Et quand vient le silence (on se rend compte que personne n’avait rien d’important à raconter), Collectif Grande Surface

Par . Publié le 18/12/2015



Librement adaptée de Cendres (2000-2009) d’après Rodrigo Garcia, cette pièce nous donne à voir les méfaits de la culture consommation sur fond d’humour corrosif. Le collectif Grande Surface met en scène l’agitation de cinq curieux personnages dans un décor de supermarché. Tout en apportant la fraicheur d’interprétation des jeunes comédiens, ce théâtre performatif met en lumière tout l’esprit qui animent les textes de l’auteur argentin.
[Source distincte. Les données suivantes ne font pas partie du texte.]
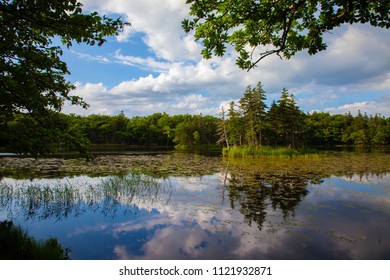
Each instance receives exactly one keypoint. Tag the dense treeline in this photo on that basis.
(77, 132)
(248, 123)
(252, 123)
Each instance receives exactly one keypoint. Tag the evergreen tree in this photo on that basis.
(254, 114)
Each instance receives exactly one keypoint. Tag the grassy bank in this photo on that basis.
(267, 151)
(15, 244)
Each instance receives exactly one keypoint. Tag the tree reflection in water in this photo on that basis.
(255, 200)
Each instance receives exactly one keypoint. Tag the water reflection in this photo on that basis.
(271, 210)
(71, 197)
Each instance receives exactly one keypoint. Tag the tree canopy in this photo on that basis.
(258, 29)
(32, 74)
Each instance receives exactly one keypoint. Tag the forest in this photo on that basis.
(248, 122)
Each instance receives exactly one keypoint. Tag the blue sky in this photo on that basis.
(153, 66)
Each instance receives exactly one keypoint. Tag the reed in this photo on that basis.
(16, 244)
(267, 151)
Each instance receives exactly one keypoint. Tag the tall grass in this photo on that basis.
(16, 244)
(267, 151)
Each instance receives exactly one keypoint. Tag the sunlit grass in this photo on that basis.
(267, 151)
(16, 244)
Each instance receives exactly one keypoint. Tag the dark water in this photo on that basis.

Après un camping improvisé entre deux rayonnages de produits ménagers, les saynètes surréalistes n’en finissent plus. La vie courante de consommation est détournée avec impertinence par les personnages, plus délurés les uns que les autres. L’identité de l’espace et des personnages est rendue ambigüe. De la nature aux grandes surfaces commerciales, de l’homme à l’objet et à l’animal, de l’intime au public, de l’attirance à la répulsion, le collectif met en scène le non-sens de nos comportements sociaux de consommateurs. Le supermarché et l’écran deviennent le décor d’une jungle citadine hostile.

Sur ce grand terrain de jeux infantiles, le fast-food ne concerne plus seulement la nourriture mais aussi la santé, les relations humaines, et même le public du théâtre. Lorsque la caméra du plateau se tourne sur l’une des spectatrices pour la projeter simultanément sur grand écran, les limites n’existent plus. Prise au dépourvu, elle est contrainte d’improviser une publicité coca-cola sous le feu des projecteurs. Au moment où le public désirerait prolonger l’instant jubilatoire, la lumière crue des néons le ramène bien vite à la réalité du plateau.

Avec un ton qui suit plutôt bien les tendances artistiques actuelles le collectif dresse un pamphlet visuel qui ne ménage pas l’état de nos sociétés. De coca-cola à photoshop, l’éternelle problématique de le consommation reste encore très actuelle: « et quand vient le silence » en est une forme artistique tout à fait originale qui marque le théâtre d’une certaine fraicheur adulescente. Aussi drôle qu’amer, la pièce frôle les limites du registre « trash » sans pour autant tomber dans la vulgarité, avec même de jolies figures poétiques comme celle de la créature chancelante chaussée de cônes de chantier. Bien que juvénile et débutant, le jeu des comédiens insuffle une certaine euphorie retranscrivant le désenchantement humain dont il est question dans Cendres.

Si mourir revenait à se retirer des carrefours de consommation, alors l’être humain serait condamné au vide de l’existence. Sur scène quand soudain arrive le silence et que les lumières s’éteignent, tout le monde se rend compte que rien n’était finalement bien sérieux. Les discussions idiotes et les formes sans fond disparaissent simplement pour laisser place au néant. Il n’y aura eu que l’intensité du moment pour nous compter toutes ces absurdités.

Vu à La Chapelle à Montréal. Ecriture de plateau : Joanie Poirier, Jonathan Léo Saucier. Avec Chloé Barshee, Jérôme Bédard, Véronique Lachance, Audrey Leblanc, Mickaël Tétrault-Ménard. Décor et vidéo : David Poisson. Costumes, accessoires et graphisme : Claire Renaud. Lumières: Charlotte Hoffman. Conception sonore: Jonathan Léo Saucier. Assistance aux costumes et accessoires: Manon Guiraud. Conseillère à la dramaturgie: Andréane Roy. Photographie: Marc Bruxelles.